It has been eighteen years since the lines “Mr and Mrs Dursley of number four Privet Drive were proud to say they were perfectly normal, thank you very much.” were first released to the general public.
I read it shortly after it’s publication, at the age of ten and it coincided with a class project on creative writing. One of the pieces of work we had to do was write a book review about a title we had recently enjoyed.
That was the very first book I reviewed, and now eighteen years later, I’m returning to it to see how it’s stood the test of time.
That, perhaps, sounds slightly ridiculous, since we all know the juggernaut that the Harry Potter brand has become, but sometimes it’s worth looking at things objectively, and separate of their going legacy and re-evaluate them for what they are.
In short, is Harry Potter and the Philosopher’s Stone a good book?
Ten year old me, certainly seemed to think so. Unfortunately, I don’t have my original review, but I do remember three things about it. I know that I drew a picture, copying the now-iconic face of Harry Potter from the front cover and I remember stating that the authoress (I’m sure I used that word) had a done a great job in setting up for a second – and maybe even a third – book and that I would very much enjoy reading it if and when it came.
Today, it was very difficult for me to read something that I knew so well, especially if I put it down for a period of time.

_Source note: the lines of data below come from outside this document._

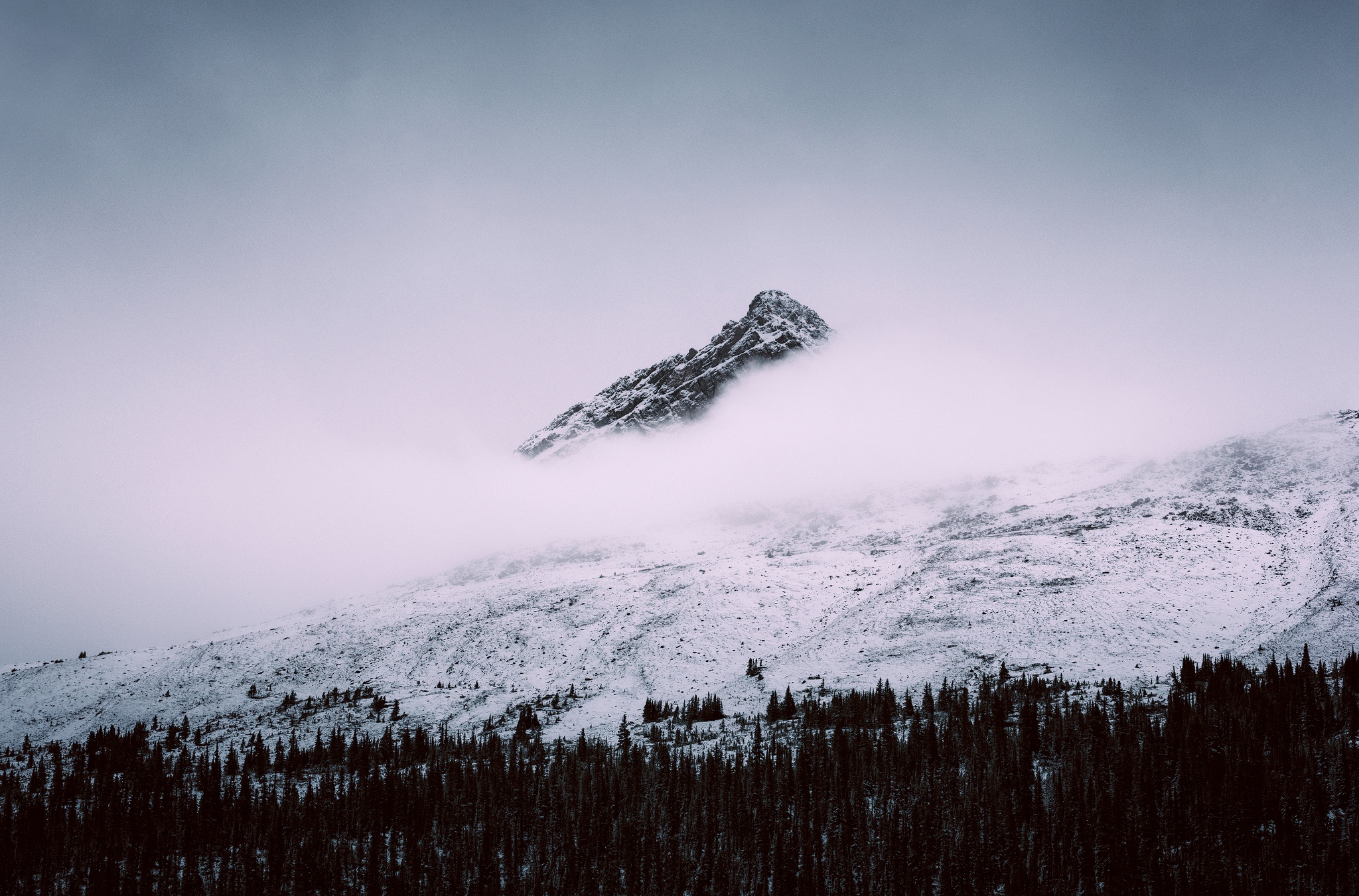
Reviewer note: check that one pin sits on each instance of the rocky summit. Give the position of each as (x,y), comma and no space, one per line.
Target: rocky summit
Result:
(683,386)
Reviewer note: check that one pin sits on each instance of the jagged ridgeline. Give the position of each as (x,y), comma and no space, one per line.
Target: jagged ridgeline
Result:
(683,386)
(1233,781)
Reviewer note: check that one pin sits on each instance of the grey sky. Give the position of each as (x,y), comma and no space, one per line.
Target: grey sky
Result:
(271,272)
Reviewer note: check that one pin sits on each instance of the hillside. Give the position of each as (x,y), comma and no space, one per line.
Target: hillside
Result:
(1094,570)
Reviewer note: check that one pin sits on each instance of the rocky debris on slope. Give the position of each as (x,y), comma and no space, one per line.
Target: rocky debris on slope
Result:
(1090,570)
(683,387)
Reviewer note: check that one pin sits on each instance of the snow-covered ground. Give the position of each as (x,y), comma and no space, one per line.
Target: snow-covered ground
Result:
(1092,570)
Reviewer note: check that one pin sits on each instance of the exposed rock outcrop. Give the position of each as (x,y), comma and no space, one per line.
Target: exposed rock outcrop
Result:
(683,386)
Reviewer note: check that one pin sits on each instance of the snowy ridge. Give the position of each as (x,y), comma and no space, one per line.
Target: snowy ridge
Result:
(1092,570)
(683,386)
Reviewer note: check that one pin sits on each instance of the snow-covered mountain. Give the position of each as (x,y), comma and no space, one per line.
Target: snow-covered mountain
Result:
(683,386)
(1094,570)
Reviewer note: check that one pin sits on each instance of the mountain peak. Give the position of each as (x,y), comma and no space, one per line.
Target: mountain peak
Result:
(681,387)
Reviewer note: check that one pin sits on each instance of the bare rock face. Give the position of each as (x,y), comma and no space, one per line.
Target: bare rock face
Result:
(681,387)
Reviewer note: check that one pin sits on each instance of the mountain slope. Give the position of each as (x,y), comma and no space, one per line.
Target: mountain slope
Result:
(683,386)
(1093,570)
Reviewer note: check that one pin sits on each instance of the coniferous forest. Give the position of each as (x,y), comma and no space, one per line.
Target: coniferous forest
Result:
(1234,781)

It’s a book I could read without actually needing it in front of me I know it so well.
It us, however, hugely underwritten, when compared to the later novels. While a lot of us might agree that some of the later books in the series (stand up Order of the Phoenix) were hugely overwritten, Philosopher’s Stone rattles through the events of Harry’s first year at breakneck speed.

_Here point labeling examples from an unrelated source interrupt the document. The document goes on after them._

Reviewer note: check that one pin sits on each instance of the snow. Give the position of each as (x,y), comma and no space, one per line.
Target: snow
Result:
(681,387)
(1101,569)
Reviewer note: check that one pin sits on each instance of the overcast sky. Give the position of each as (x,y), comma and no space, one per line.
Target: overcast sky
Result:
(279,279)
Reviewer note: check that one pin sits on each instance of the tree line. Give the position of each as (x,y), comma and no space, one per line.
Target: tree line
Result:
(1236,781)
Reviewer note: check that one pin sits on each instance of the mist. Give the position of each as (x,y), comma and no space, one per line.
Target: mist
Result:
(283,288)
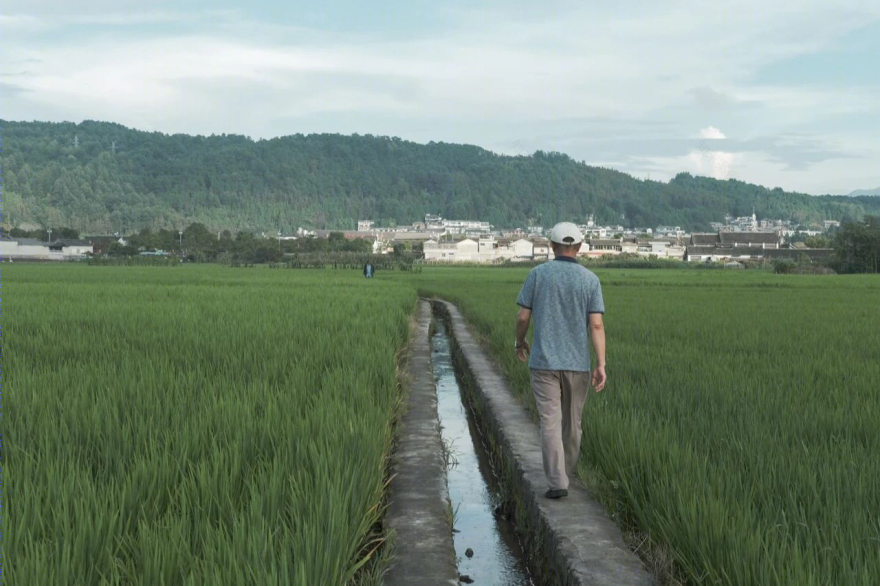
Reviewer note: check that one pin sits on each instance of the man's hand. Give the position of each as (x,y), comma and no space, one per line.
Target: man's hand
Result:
(599,378)
(522,353)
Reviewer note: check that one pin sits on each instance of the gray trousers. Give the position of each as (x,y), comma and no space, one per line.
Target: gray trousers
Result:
(560,396)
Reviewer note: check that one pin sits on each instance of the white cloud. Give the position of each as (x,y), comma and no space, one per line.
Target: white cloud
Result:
(711,133)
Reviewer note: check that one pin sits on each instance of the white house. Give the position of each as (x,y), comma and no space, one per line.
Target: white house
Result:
(71,248)
(466,250)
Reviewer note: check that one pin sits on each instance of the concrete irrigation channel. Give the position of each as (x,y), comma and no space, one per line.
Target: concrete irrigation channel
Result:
(569,541)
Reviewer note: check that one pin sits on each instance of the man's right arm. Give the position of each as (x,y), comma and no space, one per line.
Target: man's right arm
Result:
(597,337)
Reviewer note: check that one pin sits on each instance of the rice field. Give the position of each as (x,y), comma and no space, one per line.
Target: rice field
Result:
(741,421)
(211,425)
(195,425)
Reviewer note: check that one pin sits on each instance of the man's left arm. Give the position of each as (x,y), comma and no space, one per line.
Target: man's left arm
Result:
(522,328)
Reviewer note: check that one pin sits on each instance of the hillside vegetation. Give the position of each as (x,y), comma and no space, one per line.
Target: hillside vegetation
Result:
(104,177)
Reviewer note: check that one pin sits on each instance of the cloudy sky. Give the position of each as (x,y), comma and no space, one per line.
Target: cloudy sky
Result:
(783,93)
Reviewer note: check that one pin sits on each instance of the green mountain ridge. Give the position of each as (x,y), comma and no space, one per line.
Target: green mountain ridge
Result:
(101,177)
(858,192)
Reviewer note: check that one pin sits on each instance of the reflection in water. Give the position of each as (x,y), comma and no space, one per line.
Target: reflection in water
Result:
(497,555)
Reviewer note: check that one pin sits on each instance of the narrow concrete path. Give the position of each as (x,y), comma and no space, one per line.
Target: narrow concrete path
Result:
(419,509)
(586,545)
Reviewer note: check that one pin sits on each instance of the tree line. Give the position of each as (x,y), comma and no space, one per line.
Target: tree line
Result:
(100,177)
(857,246)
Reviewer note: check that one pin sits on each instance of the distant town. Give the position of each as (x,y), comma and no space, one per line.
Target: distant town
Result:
(441,240)
(473,241)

The moment Dumbledore confronts Harry about the Mirror of Erised, for example, takes place over just a single page, in later books, that would have merited at least a chapter just to that one conversation. It is tantalisingly brief and Dumbledore himself remains an enigmatic character throughout.

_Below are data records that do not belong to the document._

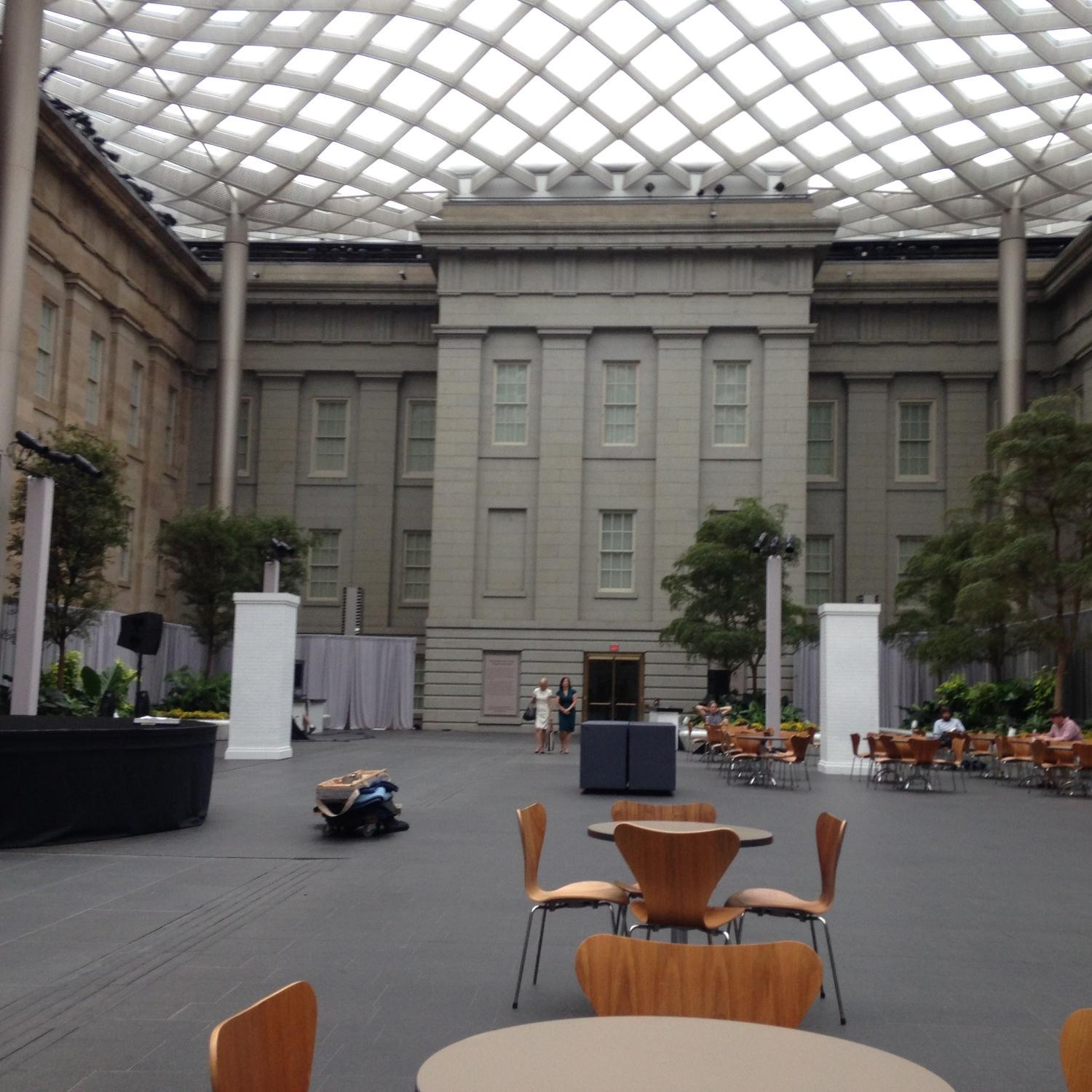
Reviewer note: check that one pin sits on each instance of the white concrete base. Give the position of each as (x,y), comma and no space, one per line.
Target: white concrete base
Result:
(849,679)
(264,660)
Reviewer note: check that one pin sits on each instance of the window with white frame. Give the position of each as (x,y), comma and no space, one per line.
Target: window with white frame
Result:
(620,403)
(170,419)
(242,439)
(330,443)
(416,567)
(96,356)
(135,393)
(47,339)
(421,436)
(126,552)
(915,439)
(323,565)
(510,403)
(616,552)
(729,404)
(821,439)
(818,570)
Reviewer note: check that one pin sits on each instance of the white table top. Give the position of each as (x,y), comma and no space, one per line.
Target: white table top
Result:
(655,1054)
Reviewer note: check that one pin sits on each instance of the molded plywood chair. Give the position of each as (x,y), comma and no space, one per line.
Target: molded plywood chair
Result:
(677,874)
(636,810)
(772,984)
(592,893)
(269,1046)
(830,834)
(1076,1048)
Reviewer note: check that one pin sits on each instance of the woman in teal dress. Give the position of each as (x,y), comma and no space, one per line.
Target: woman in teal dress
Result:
(566,711)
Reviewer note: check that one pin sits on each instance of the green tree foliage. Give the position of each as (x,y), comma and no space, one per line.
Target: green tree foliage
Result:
(89,522)
(1041,493)
(211,555)
(718,587)
(952,611)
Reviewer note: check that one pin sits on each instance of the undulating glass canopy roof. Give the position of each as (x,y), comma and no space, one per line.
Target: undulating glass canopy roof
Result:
(356,119)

Harry has two conversations with Dumbledore in the whole book, once at Christmas, and then once at the end of the book, after the events behind the locked door on the third floor corridor.
No wonder ten year old me wanted more, the book was astonishingly brief, and as such it suffers a little bit for it. The characters are well-developed and the plot, while more basic than later ones, proceeds at a good pace, but there is a lack of warmth and everything feels too streamlined.
Still, it’s a great introduction to the series, it sets some things up nicely for the on-going series (whether those set-ups were intentional or not) and for a ten year old boy looking for something more to read, it’s a great gateway novel.
In reading Philosopher’s Stone, I’m reminded that the series did not become a runaway success straight from the beginning, it wasn’t really until the third book was released that it became a hit amongst adults as well as children.
Back to my question then… is Harry Potter and the Philosopher’s Stone a good book? That really depends on who’s answering. The nearly 28 year old me says it’s comfortably on the high end of average, the ten year old me say it’s the best book he’s ever read. And that’s a good thing, because it wasn’t written for me, it was for him.
I’ll finish this review with the way I finished my review eighteen years ago, with my favourite quote from the novel, a quote that comes my favourite scene, one that sets the tone for the remainder of the series.
‘Ah! Bertie Bott’s Every Flavour Beans! I was unfortunate enough in my youth to come across a vomit-flavoured one, and since then I’m afraid I’ve rather lost my liking for them – but I think I’ll be safe with a nice toffee, don’t you?’
He smiled and popped the golden-brown bean into his mouth. Then he choked and said, ‘Alas! Ear wax!’